“Ohne Sicherheit vermag der Mensch weder seine Kräfte auszubilden, noch die Frucht derselben zu genießen; denn ohne Sicherheit ist keine Freiheit.” (Wilhelm von Humboldt)
Die meisten bleiben still oder reagieren verhalten, wenn ich dieses Zitat zum Beispiel auf Facebook poste. Das tue ich immer mal wieder, weil ich finde, das darin so viel von dem drin steckt, was mir bei meiner Arbeit wichtig ist.
Liegt es daran, dass das Wort “Sicherheit” zu schwammig ist? Liegt es daran, dass Sicherheit und Freiheit auf den ersten Blick widersprüchlich klingt? Zugegebenermaßen kann man sich ja Einiges darunter vorstellen: Halt, Geborgenheit, Schutz, Rutschfestigkeit, Selbstsicherheit aber auch Routine, Langweile, Spießigkeit, uncool, festhaltend, bremsend, unflexibel.
Humboldt meinte vermutlich Sicherheit für Leib und Seele.
Ich verstehe Sicherheit hier und in meinen Praxiscoachings im Sinne von Halt für Kopf und Körper: konkretes Wissen, Verlässlichkeit, spürbar festen Boden unter den Füßen.
So in der Art: Ich weiß, was ich tun muss, wie ich mich in der und der Situation verhalte, damit mir nix passiert. Ich weiß, dass ich mich auf meinen Wanderpartner, meinen Coach, verlassen kann. Oder beim bergab Gehen: Mein einer Fuß steht vor dem nächsten Schritt fest auf dem Boden, bevor ich den anderen nachziehe.
Ich mach mal drei konkrete Beispiele mit Bezug zum Wandern, damit noch greifbarer wird, wie ich Humboldts Worte verstehe.
Wenn ich beim bergab Gehen total wackelig auf den Beinen bin, weil mir zum Beispiel die Knie weh tun: Fühle ich mich dann frei? Kann ich dann genießen, mich zu bewegen? Wohl eher nicht. Wenn ich aber weiß, wie ich mit der richtigen Körperhaltung und Gehtechnik Sicherheit in diese knifflige Situation rein bringe, sieht das schon anders aus, oder?
Wenn ich total schwindelig am Berg bin, weil ich unter Höhenangst leide: Fühle ich mich dann frei? Kann ich das Bergwandern genießen? Wohl kaum. Wenn ich aber gelernt habe, wie ich meine Emotionen regulieren kann und damit Sicherheit in diese knifflige Situation rein bringe, sieht das schon anders aus, oder?

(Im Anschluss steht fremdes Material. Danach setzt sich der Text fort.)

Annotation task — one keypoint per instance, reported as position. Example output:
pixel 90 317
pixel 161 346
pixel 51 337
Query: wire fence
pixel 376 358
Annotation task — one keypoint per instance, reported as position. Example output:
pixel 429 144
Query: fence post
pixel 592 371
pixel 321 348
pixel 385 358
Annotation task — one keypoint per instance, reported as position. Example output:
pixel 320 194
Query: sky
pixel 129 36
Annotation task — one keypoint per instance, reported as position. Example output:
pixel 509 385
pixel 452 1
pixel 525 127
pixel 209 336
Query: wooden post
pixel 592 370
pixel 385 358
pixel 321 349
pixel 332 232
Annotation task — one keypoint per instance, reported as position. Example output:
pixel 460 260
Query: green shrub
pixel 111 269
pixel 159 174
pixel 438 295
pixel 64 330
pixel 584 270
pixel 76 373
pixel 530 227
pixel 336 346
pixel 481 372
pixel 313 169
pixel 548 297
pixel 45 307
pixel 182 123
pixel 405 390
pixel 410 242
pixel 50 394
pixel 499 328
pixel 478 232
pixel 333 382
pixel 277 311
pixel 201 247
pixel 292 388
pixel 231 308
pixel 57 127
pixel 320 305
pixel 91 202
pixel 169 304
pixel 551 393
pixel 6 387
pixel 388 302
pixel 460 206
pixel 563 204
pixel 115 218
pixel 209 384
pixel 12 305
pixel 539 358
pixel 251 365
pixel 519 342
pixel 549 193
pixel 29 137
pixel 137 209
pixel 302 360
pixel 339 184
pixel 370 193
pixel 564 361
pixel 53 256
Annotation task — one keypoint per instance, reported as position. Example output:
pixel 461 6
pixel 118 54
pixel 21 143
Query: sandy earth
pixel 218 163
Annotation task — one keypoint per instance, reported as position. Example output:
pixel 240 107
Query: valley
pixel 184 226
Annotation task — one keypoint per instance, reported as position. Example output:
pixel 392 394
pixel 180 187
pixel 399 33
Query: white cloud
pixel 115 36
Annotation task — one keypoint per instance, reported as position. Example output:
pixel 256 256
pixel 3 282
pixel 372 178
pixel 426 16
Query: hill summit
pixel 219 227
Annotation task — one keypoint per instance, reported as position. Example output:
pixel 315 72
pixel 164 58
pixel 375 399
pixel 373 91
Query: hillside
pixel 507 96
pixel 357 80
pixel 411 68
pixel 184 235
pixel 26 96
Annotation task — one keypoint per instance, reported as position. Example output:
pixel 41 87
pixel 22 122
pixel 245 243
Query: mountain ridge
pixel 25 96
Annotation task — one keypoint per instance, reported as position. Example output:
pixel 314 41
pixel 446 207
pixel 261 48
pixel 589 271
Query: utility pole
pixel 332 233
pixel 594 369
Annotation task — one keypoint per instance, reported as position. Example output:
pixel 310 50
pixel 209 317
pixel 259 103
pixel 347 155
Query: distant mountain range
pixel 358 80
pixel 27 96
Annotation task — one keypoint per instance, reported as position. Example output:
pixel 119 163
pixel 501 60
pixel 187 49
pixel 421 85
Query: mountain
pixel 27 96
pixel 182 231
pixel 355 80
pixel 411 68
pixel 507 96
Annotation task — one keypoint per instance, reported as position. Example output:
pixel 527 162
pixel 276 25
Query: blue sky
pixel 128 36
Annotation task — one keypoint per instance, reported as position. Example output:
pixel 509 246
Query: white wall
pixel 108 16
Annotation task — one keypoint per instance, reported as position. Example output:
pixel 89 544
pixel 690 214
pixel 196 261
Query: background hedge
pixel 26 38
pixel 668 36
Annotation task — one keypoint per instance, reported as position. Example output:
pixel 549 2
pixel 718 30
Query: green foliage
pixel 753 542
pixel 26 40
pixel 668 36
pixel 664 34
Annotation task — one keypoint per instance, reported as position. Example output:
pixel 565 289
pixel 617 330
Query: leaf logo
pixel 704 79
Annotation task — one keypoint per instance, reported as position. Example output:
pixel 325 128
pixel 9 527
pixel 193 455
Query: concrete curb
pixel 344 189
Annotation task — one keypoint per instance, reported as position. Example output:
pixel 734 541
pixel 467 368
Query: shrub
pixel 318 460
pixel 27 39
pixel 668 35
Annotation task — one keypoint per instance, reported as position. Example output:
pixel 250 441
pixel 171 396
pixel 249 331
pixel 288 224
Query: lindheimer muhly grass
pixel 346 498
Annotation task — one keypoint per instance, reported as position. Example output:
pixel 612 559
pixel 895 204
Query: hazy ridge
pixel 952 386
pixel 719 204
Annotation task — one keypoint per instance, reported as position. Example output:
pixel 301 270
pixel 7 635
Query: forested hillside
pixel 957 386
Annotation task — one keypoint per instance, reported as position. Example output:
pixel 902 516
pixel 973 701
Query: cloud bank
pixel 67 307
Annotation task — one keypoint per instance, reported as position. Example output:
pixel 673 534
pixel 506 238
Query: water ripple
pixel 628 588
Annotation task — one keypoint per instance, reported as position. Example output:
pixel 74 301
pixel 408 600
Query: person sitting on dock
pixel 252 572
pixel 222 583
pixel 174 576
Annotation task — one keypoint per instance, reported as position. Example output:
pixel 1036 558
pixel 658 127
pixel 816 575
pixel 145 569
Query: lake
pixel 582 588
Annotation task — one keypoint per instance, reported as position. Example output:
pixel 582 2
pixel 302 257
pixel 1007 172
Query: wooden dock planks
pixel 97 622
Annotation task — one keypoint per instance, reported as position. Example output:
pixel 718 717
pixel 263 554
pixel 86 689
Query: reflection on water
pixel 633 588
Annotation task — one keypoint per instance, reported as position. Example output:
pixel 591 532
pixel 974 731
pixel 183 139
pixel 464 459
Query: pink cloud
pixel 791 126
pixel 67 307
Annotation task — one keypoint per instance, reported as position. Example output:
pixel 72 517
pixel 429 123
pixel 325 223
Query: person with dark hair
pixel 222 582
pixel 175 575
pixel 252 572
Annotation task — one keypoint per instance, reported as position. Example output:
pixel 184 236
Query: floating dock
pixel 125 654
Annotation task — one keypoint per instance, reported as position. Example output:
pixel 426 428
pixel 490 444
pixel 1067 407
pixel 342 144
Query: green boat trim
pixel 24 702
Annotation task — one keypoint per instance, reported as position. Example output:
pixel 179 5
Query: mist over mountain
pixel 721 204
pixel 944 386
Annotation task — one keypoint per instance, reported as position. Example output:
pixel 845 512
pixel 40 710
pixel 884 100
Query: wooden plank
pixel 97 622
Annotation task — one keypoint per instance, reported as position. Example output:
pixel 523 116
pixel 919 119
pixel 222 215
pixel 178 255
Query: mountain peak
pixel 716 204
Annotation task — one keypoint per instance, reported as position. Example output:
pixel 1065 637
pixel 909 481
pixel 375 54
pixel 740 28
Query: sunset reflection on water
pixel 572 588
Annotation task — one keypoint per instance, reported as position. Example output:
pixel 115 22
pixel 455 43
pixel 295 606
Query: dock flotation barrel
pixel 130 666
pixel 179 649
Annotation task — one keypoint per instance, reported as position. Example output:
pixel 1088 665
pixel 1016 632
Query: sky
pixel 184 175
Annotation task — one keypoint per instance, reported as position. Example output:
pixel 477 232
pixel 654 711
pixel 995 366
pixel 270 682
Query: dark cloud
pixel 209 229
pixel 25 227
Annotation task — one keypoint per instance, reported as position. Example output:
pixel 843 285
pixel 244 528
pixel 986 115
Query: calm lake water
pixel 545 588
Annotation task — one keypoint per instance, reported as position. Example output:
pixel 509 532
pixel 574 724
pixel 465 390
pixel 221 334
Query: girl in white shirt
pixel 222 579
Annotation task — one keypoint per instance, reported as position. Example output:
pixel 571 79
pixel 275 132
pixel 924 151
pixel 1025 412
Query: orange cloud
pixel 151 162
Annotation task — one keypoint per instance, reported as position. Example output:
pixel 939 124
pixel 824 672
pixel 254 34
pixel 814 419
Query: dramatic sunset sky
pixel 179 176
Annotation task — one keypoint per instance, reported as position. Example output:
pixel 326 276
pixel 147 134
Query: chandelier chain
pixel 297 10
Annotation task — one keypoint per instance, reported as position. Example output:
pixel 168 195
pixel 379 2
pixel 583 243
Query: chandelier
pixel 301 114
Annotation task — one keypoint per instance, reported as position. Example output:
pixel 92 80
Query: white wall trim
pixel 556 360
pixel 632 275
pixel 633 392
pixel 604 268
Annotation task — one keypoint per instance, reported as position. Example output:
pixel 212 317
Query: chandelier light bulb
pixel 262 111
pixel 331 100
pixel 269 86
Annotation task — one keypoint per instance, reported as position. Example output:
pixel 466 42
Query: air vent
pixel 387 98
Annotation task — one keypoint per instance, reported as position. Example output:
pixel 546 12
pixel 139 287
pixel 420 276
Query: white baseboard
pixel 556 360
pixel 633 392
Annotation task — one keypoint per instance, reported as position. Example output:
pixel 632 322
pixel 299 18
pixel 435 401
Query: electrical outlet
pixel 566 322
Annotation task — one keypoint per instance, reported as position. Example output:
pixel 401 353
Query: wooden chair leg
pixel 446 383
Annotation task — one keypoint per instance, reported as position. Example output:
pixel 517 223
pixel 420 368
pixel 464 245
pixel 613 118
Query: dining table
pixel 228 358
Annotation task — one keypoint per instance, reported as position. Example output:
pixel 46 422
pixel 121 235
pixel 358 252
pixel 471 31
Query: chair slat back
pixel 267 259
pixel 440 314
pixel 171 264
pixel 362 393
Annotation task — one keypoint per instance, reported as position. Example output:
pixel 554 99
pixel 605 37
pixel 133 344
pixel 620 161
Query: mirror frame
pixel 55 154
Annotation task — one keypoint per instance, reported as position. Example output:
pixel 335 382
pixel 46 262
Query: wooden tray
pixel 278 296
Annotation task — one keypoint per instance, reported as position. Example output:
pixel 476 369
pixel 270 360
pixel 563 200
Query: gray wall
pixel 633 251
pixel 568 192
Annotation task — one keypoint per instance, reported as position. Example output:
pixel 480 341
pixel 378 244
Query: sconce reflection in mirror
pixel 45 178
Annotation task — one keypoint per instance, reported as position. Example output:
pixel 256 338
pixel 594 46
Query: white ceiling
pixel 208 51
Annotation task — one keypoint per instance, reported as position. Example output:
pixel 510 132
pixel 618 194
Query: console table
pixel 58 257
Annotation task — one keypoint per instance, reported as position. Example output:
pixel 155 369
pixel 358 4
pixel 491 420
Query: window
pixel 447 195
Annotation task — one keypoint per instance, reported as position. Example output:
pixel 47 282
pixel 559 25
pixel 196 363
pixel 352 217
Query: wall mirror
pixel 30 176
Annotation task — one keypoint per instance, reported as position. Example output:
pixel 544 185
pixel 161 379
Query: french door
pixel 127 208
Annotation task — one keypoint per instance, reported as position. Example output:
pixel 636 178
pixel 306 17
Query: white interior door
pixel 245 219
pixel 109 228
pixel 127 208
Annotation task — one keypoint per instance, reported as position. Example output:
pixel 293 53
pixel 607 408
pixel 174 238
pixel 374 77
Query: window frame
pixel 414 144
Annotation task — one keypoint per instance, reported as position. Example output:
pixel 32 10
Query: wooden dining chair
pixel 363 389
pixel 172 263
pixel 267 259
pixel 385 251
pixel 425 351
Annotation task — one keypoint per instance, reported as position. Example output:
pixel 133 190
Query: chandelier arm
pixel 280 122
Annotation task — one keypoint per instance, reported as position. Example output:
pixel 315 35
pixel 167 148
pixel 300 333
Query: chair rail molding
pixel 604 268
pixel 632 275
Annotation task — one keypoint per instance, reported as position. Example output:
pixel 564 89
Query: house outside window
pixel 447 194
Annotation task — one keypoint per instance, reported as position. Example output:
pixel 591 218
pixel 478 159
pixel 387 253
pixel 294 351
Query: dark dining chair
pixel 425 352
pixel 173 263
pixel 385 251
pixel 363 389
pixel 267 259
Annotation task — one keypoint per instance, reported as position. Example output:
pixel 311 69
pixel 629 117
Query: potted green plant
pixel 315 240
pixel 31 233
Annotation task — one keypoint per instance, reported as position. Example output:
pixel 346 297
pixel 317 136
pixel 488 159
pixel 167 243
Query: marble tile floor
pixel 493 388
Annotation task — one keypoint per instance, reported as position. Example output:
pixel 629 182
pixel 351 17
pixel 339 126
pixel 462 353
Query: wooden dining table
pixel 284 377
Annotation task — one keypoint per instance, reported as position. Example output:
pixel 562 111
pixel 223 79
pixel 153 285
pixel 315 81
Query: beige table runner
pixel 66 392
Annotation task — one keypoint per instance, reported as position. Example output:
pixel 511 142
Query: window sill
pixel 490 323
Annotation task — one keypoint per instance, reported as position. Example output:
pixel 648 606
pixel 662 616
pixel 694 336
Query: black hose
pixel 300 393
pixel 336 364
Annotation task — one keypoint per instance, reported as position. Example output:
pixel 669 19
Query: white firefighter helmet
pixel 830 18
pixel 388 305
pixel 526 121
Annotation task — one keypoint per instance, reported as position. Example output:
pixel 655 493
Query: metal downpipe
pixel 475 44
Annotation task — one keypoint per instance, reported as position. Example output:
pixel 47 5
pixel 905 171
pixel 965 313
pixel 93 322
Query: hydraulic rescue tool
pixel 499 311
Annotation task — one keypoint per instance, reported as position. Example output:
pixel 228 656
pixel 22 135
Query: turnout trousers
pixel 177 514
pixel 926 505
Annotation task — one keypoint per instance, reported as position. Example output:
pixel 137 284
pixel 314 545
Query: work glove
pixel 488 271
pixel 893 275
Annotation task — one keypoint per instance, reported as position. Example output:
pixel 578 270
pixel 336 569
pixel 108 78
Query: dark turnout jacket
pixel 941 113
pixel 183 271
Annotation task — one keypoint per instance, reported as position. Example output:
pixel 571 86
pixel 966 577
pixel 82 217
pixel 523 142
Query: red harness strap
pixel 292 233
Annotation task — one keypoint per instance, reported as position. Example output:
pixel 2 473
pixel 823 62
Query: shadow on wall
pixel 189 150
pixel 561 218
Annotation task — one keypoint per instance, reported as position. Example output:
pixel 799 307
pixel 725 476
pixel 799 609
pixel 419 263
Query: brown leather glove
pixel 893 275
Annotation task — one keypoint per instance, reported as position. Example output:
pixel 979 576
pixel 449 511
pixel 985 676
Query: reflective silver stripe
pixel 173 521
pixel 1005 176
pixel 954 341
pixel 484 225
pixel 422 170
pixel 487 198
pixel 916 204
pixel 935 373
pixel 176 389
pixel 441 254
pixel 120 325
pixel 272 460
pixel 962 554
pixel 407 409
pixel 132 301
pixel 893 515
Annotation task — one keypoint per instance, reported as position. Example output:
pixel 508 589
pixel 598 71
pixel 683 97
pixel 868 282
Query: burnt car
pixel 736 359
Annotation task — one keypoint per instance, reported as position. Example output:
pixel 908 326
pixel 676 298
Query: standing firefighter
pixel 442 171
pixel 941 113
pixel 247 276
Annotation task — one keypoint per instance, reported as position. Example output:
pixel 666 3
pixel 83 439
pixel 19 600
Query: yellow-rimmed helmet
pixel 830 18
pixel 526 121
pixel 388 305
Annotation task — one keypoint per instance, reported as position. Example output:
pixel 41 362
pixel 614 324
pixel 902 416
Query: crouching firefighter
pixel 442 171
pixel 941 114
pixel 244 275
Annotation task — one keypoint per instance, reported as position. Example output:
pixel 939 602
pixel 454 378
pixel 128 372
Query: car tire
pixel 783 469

Wenn ich angespannt durch den Wald haste, weil ich nicht weiß, wie ich mich verhalten soll, wenn Wildschweine auftauchen: Fühle ich mich dann frei? Kann ich dann die Natur genießen? Wohl eher weniger. Wenn ich aber weiß, wie Wildschweine auf Menschen reagieren und wie ich mich entsprechend verhalte und damit Ruhe in das Gedankengewitter in meinem Kopf bringe und mich sicherer, weil gewappnet, fühle, sieht das schon anders aus, oder?
Wenn ich mich unsicher fühle, weil die Situation angenommen oder wirklich unsicher ist, dann sind Kopf und Körper völlig damit beschäftigt, dieses ungute Gefühl abzustellen. Unsicherheit bindet Aufmerksamkeit. Zurecht! Von Freiheit oder Genuss kann da keine Rede sein. Umgekehrt erlebe ich bei meinen Praxiscoachings immer wieder, dass relevantes Wissen und adäquates Verhalten meine Kunden sicherer macht. Hintergründe und Strategien bauen Stress ab und setzen Ressourcen frei, eine Sache, ein Unternehmen zu genießen oder sogar etwas Neues auszuprobieren.
So gesehen, ist das gar nicht so blöd, was der Wilhelm von Humboldt gesagt hat.
Text wurde am 15.11.2015 veröffentlicht und dann überarbeitet.